I am sure that will not last forever, this differential. I could add at $2.22, a calorie coming from gas in the U.S. costs one-eighth of a calorie coming from oil. One-eighth. For how long this absurd differential will last? Therefore, we have added this clause which allows us to renegotiate. Now, on South Stream, South Stream, in simple terms, why we are in favor of South Stream? We are in favor of South Stream essentially for three reasons. The first reason is being a major player in the European gas market, we need to ensure to our customer reliability and security of supply. We have seen too many times that problems raising from transit countries jeopardize the security of supply of our customers. I prefer to have a pipeline which crosses the Black Sea rather than a pipeline that crosses a transit country. Essentially, this is the first reason.

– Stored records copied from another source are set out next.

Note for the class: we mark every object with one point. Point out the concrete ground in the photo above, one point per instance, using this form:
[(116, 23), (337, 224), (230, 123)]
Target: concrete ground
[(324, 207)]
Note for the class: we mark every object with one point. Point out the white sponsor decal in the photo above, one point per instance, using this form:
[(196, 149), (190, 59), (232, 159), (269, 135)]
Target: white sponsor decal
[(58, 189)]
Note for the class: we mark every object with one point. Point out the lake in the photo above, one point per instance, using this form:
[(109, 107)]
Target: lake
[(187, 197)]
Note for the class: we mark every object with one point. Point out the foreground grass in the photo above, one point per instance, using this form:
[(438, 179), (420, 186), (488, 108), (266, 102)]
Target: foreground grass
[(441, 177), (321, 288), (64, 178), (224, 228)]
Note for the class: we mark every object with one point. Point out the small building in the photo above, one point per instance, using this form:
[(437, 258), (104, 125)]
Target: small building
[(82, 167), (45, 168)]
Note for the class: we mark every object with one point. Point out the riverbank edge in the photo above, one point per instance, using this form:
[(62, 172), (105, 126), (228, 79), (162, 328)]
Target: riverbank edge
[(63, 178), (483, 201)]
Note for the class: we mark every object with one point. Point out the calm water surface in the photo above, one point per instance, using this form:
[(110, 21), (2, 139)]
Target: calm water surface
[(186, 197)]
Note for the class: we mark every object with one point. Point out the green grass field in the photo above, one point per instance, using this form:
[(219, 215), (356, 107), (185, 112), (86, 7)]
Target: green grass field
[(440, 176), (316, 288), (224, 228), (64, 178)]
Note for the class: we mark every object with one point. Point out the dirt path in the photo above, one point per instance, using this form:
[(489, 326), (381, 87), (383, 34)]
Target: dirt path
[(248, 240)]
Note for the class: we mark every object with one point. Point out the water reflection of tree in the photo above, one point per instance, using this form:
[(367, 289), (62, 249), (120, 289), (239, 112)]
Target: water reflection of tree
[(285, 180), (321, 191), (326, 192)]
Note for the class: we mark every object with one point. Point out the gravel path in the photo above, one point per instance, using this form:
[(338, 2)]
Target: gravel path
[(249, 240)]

The second reason is that the whole mechanism, which is at the origin of these pipelines, makes it normally an investment which is fairly easy to finance through non-recourse financing from banks because it is guaranteed by a ship or pay from the supplier and a take or pay by the customer. Therefore, the amount of equity involved normally is limited. Third, I cannot forget that Saipem is the candidate to build this pipeline. It has built Blue Stream, which is crossing the same Black Sea. It has, I believe, probably the only one ship ready to make the erection, the laying down of the pipes. Therefore, we have an additional interest. It is a very reliable supplier to Gazprom because it has built a North Stream, as you may remember. In total, I see several interests for us to follow this project.

We are not at the end, but we are confident about the future of this project.

Moderator

It seems that there are no more questions from the floor. That's correct. Operator, could you confirm that there are no more questions from the call?

Operator

No more questions from the call.

Moderator

Great, thank you. That's the end. Let's Start your presentation.

Operator

Ladies and gentlemen, the conference call is over. Thank you for calling Eni. Press one to play a recorded conference. Press nine to exit.